On September 8, 2023, as reported in the ‘Racing Post’, Billy Loughnane rode Lambert, trained by George Boughey, to a comfortable victory in a novice stakes race at Kempton, taking his career total to 95 and thereby riding out his remaining 3lb claim. Loughnane, who only turned 17 on March 2, 2023, had his first ride in public on Starfighter, trained by his father, Mark, at Newcastle on October 24, 2022, and rode his first winner, Swiss Rowe, also trained by Loughnane Snr., at a fog-bound Wolverhampton on November 28, 2022.

 

‘Billy The Kid’ joined the senior ranks just over nine months later, a feat made all the remarkable for the fact that he spent a few weeks in the United States riding work for Anna Meah, whose husband David is a friend of his father, in February, 2023, and a few more on the sidelines, having suffered a fractured thumb in a stalls incident at Nottingham on July 21, 2023. Loughnane broke through, in dramatic fashion, in early 2023, riding 23 winners in January, 11 more in March, following his Stateside sabbatical, and being crowned champion all-weather apprentice, with a total of 41 winners, at the All-Weather Vase meeting at Lingfield Park, on April 7, 2023.

 

At the last count, the rising star of the weighing room had ridden a total of 89 winners in 2023, so far, 16 of which were saddled by his father.

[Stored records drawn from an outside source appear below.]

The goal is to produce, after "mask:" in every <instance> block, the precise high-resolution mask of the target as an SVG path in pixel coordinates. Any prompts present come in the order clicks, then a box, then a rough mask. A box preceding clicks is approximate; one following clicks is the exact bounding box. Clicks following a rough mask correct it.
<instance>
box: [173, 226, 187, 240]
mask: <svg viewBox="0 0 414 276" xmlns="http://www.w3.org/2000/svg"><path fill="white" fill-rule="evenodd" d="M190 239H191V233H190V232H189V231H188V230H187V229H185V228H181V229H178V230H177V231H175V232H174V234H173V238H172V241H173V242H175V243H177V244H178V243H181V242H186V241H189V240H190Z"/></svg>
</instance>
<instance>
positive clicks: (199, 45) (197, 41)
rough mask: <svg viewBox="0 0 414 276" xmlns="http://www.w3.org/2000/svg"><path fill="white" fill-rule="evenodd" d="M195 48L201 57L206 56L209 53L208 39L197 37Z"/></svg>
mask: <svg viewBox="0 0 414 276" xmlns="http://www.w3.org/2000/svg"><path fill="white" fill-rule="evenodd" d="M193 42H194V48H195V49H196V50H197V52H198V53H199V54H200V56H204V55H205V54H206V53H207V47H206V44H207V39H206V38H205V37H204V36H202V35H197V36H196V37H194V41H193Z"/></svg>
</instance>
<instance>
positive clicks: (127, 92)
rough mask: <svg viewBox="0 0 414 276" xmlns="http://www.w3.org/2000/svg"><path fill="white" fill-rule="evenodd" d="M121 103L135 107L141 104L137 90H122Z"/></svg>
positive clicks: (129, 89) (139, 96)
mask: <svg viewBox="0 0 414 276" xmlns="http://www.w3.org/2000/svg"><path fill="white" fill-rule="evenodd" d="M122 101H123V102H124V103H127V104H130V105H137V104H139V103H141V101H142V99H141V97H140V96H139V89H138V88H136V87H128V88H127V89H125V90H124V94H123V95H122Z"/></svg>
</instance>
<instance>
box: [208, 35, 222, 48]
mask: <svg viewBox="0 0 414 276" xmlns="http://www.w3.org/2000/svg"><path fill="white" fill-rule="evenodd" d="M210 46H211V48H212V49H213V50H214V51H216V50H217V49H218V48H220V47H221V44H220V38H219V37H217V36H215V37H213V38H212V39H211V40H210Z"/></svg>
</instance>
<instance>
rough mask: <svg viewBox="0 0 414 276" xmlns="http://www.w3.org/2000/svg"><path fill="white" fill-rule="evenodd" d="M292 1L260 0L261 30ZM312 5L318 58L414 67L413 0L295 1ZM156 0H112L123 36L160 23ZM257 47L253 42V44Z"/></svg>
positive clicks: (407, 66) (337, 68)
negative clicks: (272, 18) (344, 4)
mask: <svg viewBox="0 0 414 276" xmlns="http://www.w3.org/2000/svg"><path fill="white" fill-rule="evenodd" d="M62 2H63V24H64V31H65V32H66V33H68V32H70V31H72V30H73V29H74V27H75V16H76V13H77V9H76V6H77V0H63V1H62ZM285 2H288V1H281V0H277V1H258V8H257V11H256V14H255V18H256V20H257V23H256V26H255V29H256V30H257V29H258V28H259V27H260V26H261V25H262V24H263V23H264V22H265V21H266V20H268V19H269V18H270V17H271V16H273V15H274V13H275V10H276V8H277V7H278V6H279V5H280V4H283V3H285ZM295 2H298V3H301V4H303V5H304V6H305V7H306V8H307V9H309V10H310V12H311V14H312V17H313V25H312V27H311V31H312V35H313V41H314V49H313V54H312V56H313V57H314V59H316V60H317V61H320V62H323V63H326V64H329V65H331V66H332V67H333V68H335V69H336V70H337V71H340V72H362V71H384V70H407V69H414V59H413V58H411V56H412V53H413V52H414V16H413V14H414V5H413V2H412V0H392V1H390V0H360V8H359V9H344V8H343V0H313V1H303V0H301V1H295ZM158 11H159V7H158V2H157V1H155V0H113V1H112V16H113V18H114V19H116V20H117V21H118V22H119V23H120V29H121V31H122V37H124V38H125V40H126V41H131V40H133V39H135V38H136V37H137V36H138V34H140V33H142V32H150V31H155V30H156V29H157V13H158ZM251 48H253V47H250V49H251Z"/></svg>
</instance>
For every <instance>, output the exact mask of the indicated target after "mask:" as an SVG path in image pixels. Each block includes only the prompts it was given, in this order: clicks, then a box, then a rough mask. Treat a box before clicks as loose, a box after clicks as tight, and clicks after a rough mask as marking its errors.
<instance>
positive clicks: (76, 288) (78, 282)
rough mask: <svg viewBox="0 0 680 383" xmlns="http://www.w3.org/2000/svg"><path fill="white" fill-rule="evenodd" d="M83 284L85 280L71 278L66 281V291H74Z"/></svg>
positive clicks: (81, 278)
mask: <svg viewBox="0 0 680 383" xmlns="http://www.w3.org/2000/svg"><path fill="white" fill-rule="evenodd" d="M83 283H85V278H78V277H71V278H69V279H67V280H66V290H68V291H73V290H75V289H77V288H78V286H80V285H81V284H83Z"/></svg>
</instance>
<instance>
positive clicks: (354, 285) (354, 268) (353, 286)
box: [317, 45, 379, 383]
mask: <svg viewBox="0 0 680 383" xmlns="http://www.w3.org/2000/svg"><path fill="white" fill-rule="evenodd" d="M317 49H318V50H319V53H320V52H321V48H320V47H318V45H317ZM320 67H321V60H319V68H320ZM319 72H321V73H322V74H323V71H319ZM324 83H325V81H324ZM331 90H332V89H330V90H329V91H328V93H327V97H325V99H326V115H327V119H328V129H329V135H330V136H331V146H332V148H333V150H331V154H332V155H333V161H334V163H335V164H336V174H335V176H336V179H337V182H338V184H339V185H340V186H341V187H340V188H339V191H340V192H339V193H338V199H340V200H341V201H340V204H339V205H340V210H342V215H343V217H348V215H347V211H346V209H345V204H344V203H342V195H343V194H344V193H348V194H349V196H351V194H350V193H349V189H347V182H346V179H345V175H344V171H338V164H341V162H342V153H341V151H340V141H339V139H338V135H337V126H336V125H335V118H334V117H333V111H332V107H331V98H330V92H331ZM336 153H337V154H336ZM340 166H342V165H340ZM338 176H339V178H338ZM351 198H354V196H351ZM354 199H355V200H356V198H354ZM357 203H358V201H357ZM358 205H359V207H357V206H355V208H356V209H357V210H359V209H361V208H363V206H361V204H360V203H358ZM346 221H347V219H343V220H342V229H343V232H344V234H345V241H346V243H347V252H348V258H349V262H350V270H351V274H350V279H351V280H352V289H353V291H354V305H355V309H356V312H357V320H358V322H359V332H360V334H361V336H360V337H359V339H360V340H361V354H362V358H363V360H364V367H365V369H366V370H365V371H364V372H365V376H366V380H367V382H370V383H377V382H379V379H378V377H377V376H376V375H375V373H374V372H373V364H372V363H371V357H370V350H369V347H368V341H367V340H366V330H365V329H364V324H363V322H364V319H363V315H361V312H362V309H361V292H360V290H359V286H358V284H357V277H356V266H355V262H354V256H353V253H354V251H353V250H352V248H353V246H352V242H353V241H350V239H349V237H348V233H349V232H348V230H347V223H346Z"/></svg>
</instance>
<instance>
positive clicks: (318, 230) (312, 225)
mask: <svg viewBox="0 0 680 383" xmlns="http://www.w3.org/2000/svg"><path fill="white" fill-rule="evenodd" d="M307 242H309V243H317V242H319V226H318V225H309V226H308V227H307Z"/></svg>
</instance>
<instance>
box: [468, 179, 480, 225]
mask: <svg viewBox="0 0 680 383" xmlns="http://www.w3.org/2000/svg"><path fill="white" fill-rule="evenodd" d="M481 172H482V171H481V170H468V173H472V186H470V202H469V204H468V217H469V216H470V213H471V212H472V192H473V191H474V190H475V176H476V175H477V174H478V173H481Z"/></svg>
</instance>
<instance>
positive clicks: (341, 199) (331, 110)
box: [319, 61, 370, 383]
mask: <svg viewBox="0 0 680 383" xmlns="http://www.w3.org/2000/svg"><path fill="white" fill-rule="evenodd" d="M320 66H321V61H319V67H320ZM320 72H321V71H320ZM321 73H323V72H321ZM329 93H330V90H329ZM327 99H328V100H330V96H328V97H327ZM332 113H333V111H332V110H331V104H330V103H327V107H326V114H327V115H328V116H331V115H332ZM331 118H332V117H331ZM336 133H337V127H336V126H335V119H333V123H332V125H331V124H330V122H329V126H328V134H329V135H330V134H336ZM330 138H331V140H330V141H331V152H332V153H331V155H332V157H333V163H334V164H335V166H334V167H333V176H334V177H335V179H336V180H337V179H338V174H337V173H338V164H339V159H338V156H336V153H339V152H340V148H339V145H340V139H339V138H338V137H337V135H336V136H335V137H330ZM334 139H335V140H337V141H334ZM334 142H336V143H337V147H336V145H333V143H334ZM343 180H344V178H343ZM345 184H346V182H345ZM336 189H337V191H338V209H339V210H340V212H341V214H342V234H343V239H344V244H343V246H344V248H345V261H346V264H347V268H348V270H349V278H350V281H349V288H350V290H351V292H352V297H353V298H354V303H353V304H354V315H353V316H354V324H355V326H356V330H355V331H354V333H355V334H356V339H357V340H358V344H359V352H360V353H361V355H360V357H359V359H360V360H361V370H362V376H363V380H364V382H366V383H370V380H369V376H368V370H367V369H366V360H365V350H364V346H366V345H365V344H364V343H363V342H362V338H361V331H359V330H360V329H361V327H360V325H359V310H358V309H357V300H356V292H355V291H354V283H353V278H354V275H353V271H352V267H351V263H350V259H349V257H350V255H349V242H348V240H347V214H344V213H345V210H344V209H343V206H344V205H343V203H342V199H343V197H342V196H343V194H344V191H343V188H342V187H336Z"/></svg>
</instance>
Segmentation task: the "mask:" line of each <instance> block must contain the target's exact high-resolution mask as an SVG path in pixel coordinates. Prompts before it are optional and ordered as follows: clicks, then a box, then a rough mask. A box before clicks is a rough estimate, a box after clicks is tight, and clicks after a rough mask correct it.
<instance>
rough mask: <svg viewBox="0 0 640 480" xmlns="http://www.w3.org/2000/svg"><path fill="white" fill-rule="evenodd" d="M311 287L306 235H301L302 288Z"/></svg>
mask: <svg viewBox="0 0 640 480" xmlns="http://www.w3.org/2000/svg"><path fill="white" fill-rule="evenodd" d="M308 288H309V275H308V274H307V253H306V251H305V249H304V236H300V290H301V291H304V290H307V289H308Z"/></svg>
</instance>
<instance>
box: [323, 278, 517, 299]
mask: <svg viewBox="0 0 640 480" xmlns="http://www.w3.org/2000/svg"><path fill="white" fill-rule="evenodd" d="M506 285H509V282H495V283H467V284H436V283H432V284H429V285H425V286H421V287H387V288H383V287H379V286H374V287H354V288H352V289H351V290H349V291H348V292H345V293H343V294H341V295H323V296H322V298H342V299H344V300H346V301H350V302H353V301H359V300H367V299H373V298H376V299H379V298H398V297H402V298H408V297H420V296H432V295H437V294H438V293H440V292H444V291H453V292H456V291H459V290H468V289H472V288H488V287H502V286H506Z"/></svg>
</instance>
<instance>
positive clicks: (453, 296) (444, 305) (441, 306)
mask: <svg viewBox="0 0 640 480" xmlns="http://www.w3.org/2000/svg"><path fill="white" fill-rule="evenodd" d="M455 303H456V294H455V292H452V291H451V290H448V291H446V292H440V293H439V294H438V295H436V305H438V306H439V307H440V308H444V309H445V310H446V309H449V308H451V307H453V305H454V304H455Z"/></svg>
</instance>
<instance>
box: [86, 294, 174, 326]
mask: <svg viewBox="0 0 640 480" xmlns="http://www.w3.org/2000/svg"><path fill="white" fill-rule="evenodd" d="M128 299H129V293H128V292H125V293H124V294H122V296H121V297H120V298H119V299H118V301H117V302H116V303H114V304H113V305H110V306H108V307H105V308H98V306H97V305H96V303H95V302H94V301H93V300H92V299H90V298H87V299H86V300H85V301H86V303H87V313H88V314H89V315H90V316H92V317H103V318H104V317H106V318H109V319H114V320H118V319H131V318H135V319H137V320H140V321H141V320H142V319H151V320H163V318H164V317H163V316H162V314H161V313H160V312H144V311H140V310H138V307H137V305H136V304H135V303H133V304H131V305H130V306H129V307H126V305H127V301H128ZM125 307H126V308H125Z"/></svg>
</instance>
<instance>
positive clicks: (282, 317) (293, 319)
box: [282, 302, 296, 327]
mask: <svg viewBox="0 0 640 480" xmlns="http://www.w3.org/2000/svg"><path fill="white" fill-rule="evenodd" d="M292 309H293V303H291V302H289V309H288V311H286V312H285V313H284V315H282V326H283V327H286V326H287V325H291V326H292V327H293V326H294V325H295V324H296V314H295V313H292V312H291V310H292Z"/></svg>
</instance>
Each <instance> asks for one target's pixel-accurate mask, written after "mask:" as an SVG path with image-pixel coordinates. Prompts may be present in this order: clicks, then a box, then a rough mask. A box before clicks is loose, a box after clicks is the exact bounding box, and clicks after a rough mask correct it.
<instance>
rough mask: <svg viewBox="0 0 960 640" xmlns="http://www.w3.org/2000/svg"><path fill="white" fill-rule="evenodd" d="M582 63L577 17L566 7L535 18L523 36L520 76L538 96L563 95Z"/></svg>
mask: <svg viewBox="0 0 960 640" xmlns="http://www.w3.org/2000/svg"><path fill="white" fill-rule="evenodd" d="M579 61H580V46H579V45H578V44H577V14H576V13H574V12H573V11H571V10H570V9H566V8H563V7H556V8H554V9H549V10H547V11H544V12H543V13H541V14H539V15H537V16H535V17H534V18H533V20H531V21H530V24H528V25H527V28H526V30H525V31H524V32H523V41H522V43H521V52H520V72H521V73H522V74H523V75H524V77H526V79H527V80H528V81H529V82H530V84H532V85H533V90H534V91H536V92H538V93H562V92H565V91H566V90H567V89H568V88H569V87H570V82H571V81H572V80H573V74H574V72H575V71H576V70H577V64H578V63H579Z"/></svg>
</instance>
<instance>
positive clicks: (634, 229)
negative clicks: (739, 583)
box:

Since the start of the apprentice jockeys’ championship on May 6, 2023, he has, at the time of writing, ridden 44 winners, giving him a lead of 12 over his nearest rival, defending champion Benoit de la Sayette, with 40 days left until British Champions Day at Ascot on October 21, 2023.

Who was John Thomas McNamara?

The late John Thomas ‘J.T.’ McNamara, who died at his home in County Limerick on July 26, 2016, at the age of 41, was one of the finest amateur jockeys in the history of National Hunt racing. On March 14, 2013, McNamara suffered a calamitous injury when his mount, Galaxy Rock, fell at the first fence in the Fulke Walwyn Kim Muir Challenge Cup at the Cheltenham Festival. He fractured the C3 and C4 vertebrae in his neck, which led to him being placed into a medically-induced coma and left him paralysed from the neck down. Three years later, he suffered complications arising from the injury, which ultimately led to his untimely death.

Although officially an ‘amateur’, McNamara blurred the lines between the unpaid and paid ranks. Indeed, at the time of his death, Tony McCoy, the most successful jump jockey in the history of National Hunt racing, said of McNamara, ‘He was every bit as experienced as me and probably as talented as I am.’ One reason the Limerick man chose not to turn professional, although eminently talented enough, was that to do so would require wasting below his natural body weight of 10st 7lb or thereabouts.

Nevertheless, according to Horse Racing Ireland (HRI), McNamara rode 602 winners in the point-to-point sphere, but plenty more under Rules at home and abroad. He was a particularly potent force at Cheltenham, where he rode 16 winners from 64 rides, at a strike rate of 24%, and over £350,000 in prize money. At the Cheltenham Festival, he won the National Hunt Chase twice, on the enigmatic Rith Dubh, trained by Jonjo O’Neill, in 2002, and Teaforthree, trained by Rebecca Curtis, in 2012, the Cross Country Chase on Spotthedifference, trained by Enda Bolger, in 2005 and the Foxhunter Chase on Drombeag, also trained by O’Neill, in 2007. All bar Teaforthree were owned by John Patrick ‘J.P.’ McManus.